Common questions builders ask about principal contractor duties.
Can a sole trader be a principal contractor?
Yes. There is nothing in CDM 2015 that prevents a sole trader from being the principal contractor. The regulations do not require a specific company structure, turnover level, or number of employees. If you are the contractor managing and coordinating the construction phase on a project with more than one contractor, you are the principal contractor — regardless of whether you are a sole trader, a partnership, or a limited company. What matters is competence: you must have the skills, knowledge, experience, and organisational capability to carry out the role. For most domestic projects with a couple of subcontractors, a competent sole trader is perfectly capable of fulfilling principal contractor duties.
What’s the difference between principal contractor and main contractor?
‘Main contractor’ is a commercial term used in contracts to describe the firm that wins the job and manages the build. ‘Principal contractor’ is a legal term defined by CDM 2015 — it refers to the contractor appointed by the client to plan, manage, monitor, and coordinate health and safety during the construction phase when more than one contractor is involved. In practice, the main contractor and the principal contractor are usually the same company, but they do not have to be. The client can appoint any competent contractor as the PC, even if that contractor is not the main contractor commercially. The key distinction is that ‘principal contractor’ carries specific legal duties under CDM 2015, whereas ‘main contractor’ is simply a contractual role.
Do I need to be SSIP accredited to be a principal contractor?

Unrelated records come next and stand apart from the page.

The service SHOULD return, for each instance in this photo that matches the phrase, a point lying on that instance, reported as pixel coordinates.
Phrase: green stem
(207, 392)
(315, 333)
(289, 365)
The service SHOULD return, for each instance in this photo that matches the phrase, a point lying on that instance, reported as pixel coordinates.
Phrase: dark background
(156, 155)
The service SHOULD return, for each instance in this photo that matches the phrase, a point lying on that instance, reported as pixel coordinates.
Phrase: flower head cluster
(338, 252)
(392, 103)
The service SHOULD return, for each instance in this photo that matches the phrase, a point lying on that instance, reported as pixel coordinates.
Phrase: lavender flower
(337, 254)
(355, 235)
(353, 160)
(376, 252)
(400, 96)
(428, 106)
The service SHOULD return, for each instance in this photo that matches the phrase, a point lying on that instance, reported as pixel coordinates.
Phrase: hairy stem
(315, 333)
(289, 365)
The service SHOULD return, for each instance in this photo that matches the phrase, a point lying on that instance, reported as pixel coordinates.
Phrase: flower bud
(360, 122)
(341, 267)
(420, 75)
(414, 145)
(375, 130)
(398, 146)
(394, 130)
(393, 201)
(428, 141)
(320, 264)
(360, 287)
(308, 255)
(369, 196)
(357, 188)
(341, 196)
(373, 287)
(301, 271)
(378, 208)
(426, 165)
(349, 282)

No. There is no legal requirement under CDM 2015 to hold SSIP (Safety Schemes in Procurement) accreditation or any other third-party certification in order to act as the principal contractor. CDM 2015 requires that you are competent — that you have the skills, knowledge, experience, and organisational capability to fulfil the role — but it does not mandate a specific accreditation scheme. That said, many commercial clients and tier-one contractors will require SSIP accreditation (such as CHAS, SafeContractor, or Constructionline) as a pre-qualification requirement before they will appoint you. On domestic projects, accreditation is rarely requested. Whether or not you hold accreditation, the legal duties of the principal contractor are the same.
What happens if no one is appointed as principal contractor?
If a project has more than one contractor and the client fails to appoint a principal contractor, the client is in breach of CDM 2015. However, this does not let anyone else off the hook. On a commercial project, the client retains the duty to appoint and the HSE can take enforcement action against them. On a domestic project, the situation is different: because domestic client duties transfer automatically to the contractor or principal contractor, the contractor who is in control of the construction phase effectively inherits the PC role by default. In practice, if you are managing subcontractors on a domestic job and no one has been formally appointed as PC, you are almost certainly carrying out the role — and the duties apply to you whether or not anyone has used the words ‘principal contractor.’
Can the client be the principal contractor?
Yes, but only if the client is a contractor themselves — that is, they carry out, manage, or control construction work. A developer who employs their own site team and manages the build directly could, in theory, act as both the client and the principal contractor. However, a homeowner who is simply commissioning work is not a contractor and cannot be the principal contractor. On domestic projects, the client duties transfer automatically to the contractor or PC anyway, so the homeowner does not need to take on any CDM role. In practice, it is unusual for the client to act as PC because the role requires hands-on management of the construction phase, which most clients are not equipped to do.